Als Grund für die Flucht gab der Mittvierziger in der Presse am Sonntag die Rolle rückwärts an, die von Türkis-Blau in Sachen Cannabis versucht werde. Italien sei diesbezüglich liberaler. Hanfstecklinge seien dort nicht nur als Zierpflanzen erlaubt; anders als in Österreich könnten auch die Blüten in Apotheken verkauft werden. Weil er mit seinem Unternehmen Flowery Field expandieren wolle, könne er nicht zuwarten, bis in Österreich auch noch das bisher Erlaubte verboten werde.

Wirtschaftliche Überlegungen

Der Umzug nach Bella Italia dürfte auch wirtschaftlichem Einmaleins geschuldet sein. Schließlich könne er von der Toskana aus ganz Europa mit medizinischem Hanf versorgen, sagt Kristen. Und: Die Produktionskosten seien deutlich niedriger. Während er im Wiener Umland eine Stromrechnung fast "wie eine Kleinstadt" gehabt habe, brauche er in seinem neuen Domizil in Pietrasanta nahe Lucca höchstens im Winter elektrische Lampen.

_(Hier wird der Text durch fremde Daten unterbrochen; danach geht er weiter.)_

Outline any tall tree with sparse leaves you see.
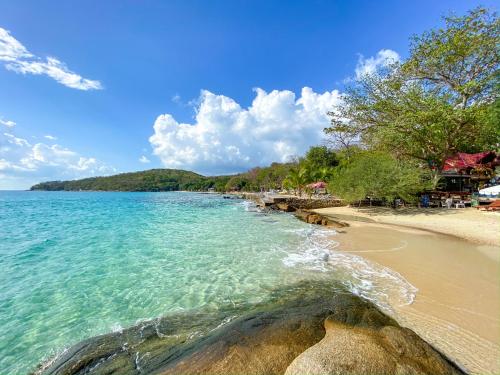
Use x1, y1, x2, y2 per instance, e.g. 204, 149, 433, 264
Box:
326, 7, 500, 187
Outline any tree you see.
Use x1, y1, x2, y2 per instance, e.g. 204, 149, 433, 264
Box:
283, 167, 309, 196
326, 7, 500, 187
329, 151, 431, 204
303, 146, 339, 170
402, 7, 499, 109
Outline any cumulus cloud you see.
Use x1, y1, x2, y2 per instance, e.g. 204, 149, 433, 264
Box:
139, 155, 150, 163
355, 49, 400, 79
0, 27, 102, 90
149, 87, 342, 175
44, 134, 57, 140
0, 117, 16, 127
0, 131, 114, 189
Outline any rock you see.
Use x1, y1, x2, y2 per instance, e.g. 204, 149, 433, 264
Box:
293, 210, 349, 228
35, 281, 336, 375
293, 209, 311, 223
35, 282, 465, 375
306, 214, 322, 224
285, 296, 464, 375
276, 203, 296, 212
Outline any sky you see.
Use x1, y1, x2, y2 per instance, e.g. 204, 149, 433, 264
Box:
0, 0, 496, 189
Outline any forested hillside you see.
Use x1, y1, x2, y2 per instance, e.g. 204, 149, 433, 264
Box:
30, 169, 231, 192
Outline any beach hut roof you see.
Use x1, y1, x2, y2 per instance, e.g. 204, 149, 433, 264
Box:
307, 181, 327, 189
442, 152, 496, 173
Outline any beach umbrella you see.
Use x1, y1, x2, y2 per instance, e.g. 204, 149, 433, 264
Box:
479, 185, 500, 196
307, 181, 327, 189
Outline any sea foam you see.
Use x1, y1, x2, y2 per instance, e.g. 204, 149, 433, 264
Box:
282, 225, 418, 312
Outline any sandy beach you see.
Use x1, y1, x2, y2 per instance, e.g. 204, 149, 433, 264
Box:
315, 206, 500, 247
314, 206, 500, 374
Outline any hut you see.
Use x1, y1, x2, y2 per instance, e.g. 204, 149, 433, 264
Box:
423, 151, 499, 207
306, 181, 327, 195
440, 151, 498, 192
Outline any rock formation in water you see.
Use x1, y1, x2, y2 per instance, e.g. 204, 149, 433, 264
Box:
34, 281, 465, 375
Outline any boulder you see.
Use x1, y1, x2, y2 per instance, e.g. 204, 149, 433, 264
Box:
285, 302, 464, 375
35, 282, 464, 375
276, 203, 296, 212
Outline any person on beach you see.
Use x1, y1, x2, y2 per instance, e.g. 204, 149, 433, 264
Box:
420, 194, 429, 208
445, 195, 453, 209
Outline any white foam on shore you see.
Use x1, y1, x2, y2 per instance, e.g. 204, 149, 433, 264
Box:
282, 226, 418, 313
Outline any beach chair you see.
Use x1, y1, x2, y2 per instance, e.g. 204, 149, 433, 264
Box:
477, 200, 500, 211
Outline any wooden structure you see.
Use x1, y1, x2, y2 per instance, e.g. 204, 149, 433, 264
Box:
439, 151, 498, 193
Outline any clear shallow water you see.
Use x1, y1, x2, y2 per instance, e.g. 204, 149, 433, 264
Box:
0, 191, 415, 374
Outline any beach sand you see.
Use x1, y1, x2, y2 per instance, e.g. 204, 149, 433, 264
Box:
315, 206, 500, 247
314, 207, 500, 374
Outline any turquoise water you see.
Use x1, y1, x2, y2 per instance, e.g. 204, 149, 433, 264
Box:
0, 191, 415, 374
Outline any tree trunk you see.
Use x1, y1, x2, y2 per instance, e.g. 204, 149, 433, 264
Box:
430, 168, 442, 190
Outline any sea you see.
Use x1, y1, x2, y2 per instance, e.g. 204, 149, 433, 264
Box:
0, 191, 416, 374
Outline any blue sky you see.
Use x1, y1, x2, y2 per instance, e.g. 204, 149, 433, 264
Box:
0, 0, 496, 189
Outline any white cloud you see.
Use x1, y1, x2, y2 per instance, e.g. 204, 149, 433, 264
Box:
44, 134, 57, 140
149, 87, 342, 175
4, 132, 30, 147
355, 49, 400, 79
0, 27, 102, 90
0, 131, 114, 189
0, 118, 16, 127
139, 155, 150, 163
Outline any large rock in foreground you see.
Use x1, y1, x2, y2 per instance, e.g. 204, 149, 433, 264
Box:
286, 298, 464, 375
34, 281, 465, 375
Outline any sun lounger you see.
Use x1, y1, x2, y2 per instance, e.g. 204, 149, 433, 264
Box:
477, 200, 500, 211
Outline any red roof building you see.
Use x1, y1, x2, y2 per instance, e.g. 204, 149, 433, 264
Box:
442, 152, 497, 174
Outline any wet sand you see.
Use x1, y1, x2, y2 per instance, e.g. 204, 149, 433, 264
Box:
331, 221, 500, 374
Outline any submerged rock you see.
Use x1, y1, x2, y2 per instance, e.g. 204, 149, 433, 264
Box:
34, 281, 465, 375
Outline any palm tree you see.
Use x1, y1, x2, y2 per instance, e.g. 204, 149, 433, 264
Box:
283, 167, 309, 196
311, 167, 333, 182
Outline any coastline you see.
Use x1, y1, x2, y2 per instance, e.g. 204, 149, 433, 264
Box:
316, 208, 500, 374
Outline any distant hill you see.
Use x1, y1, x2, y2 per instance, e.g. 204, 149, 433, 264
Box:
30, 162, 298, 192
30, 169, 231, 192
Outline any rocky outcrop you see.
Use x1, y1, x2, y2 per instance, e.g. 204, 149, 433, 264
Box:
240, 193, 345, 211
274, 197, 344, 210
286, 301, 465, 375
35, 281, 465, 375
293, 209, 349, 228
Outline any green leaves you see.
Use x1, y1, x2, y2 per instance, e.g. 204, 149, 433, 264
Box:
328, 151, 430, 204
326, 6, 499, 187
403, 7, 499, 107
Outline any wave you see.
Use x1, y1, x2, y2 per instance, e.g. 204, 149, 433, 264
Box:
282, 225, 418, 313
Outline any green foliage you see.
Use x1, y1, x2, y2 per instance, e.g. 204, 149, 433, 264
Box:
32, 163, 297, 193
225, 163, 296, 191
30, 169, 231, 192
302, 146, 339, 171
329, 151, 431, 203
283, 166, 309, 196
326, 7, 500, 187
402, 7, 499, 107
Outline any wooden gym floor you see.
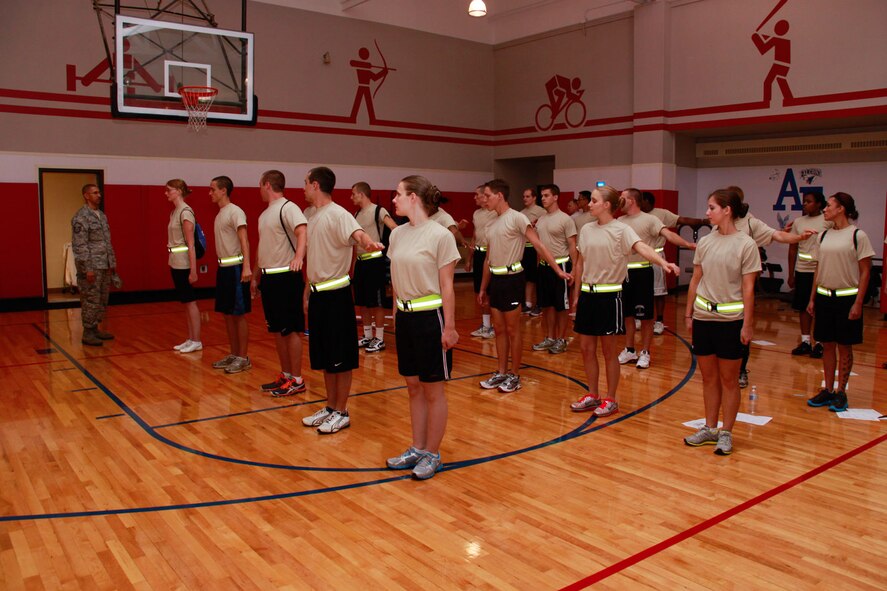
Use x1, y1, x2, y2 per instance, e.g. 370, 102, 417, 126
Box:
1, 282, 885, 590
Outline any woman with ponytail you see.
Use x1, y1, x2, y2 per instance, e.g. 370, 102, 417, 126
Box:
165, 179, 202, 353
385, 175, 461, 480
805, 192, 874, 412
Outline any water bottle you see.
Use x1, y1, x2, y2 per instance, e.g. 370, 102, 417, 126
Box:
749, 384, 758, 414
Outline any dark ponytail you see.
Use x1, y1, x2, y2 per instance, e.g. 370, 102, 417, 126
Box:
830, 192, 858, 220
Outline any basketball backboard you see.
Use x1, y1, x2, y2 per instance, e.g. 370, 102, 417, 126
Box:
113, 15, 255, 124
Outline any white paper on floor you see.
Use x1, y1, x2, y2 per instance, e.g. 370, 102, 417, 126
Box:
836, 409, 884, 421
751, 340, 776, 346
683, 413, 772, 430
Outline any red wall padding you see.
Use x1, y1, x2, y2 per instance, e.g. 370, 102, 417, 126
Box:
4, 183, 43, 299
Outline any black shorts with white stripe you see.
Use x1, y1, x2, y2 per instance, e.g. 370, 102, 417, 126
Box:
537, 260, 572, 311
574, 290, 625, 336
395, 308, 452, 383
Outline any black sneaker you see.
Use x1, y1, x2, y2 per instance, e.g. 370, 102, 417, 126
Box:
807, 389, 834, 407
810, 343, 824, 359
791, 341, 812, 356
828, 391, 848, 412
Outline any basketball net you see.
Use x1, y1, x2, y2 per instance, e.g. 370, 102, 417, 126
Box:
180, 86, 218, 132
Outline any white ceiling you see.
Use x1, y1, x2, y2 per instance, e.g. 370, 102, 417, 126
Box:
254, 0, 648, 44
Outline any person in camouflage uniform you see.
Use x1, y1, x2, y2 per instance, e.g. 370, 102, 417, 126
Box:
71, 184, 117, 346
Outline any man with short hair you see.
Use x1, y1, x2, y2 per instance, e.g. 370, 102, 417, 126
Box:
618, 188, 696, 369
210, 176, 252, 374
531, 184, 577, 355
520, 187, 547, 315
478, 179, 571, 393
573, 190, 597, 234
71, 184, 117, 346
301, 166, 383, 434
351, 181, 397, 353
637, 191, 708, 334
468, 185, 498, 339
252, 170, 308, 397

Licht ist im Zusammenhang mit Cannabis wichtig. Wer in Österreich "legal" unterwegs sein will, darf die Pflanzen nicht zum Blühen bringen. Der als Suchtgift verbotene Wirkstoff Tetrahydrocannabinol (THC) entfaltet sich in der Blüte. Indem man die Pflanze 18 Stunden beleuchtet, kann man das verhindern. Das hat Kristen in Brunn am Gebirge, wo die Stecklinge gezogen wurden und die Unternehmenszentrale stand, bisher so gehandhabt. In Italien ist das nicht mehr nötig.

Erster Hanfladen 2004

Kristen wurde 1971 in Wien geboren. In seinem Elternhaus galt Cannabis als "Einstiegsdroge". Der Sohn hatte anderes im Sinn: Der 1,91 Meter große Lackel spielt Volleyball, schafft es bis in die Bundesliga. Als er mit Mitte zwanzig Vater wird und heiratet, reicht das Geld weder zum Leben noch als Perspektive. Er schreibt sich für Jus ein. An der Uni merkt er, wie viele Menschen "Gras" rauchen. Dass der Staat die Menschen in die Illegalität treibt, versteht er nicht. Er will da nicht mittun, lässt Jus bleiben. Die Ehe geht in die Brüche. Er aber riskiert und eröffnet 2004 seinen ersten Hanfladen. Weitere sollen folgen – aber wohl nicht in Österreich. (Günther Strobl, 11.6.2018)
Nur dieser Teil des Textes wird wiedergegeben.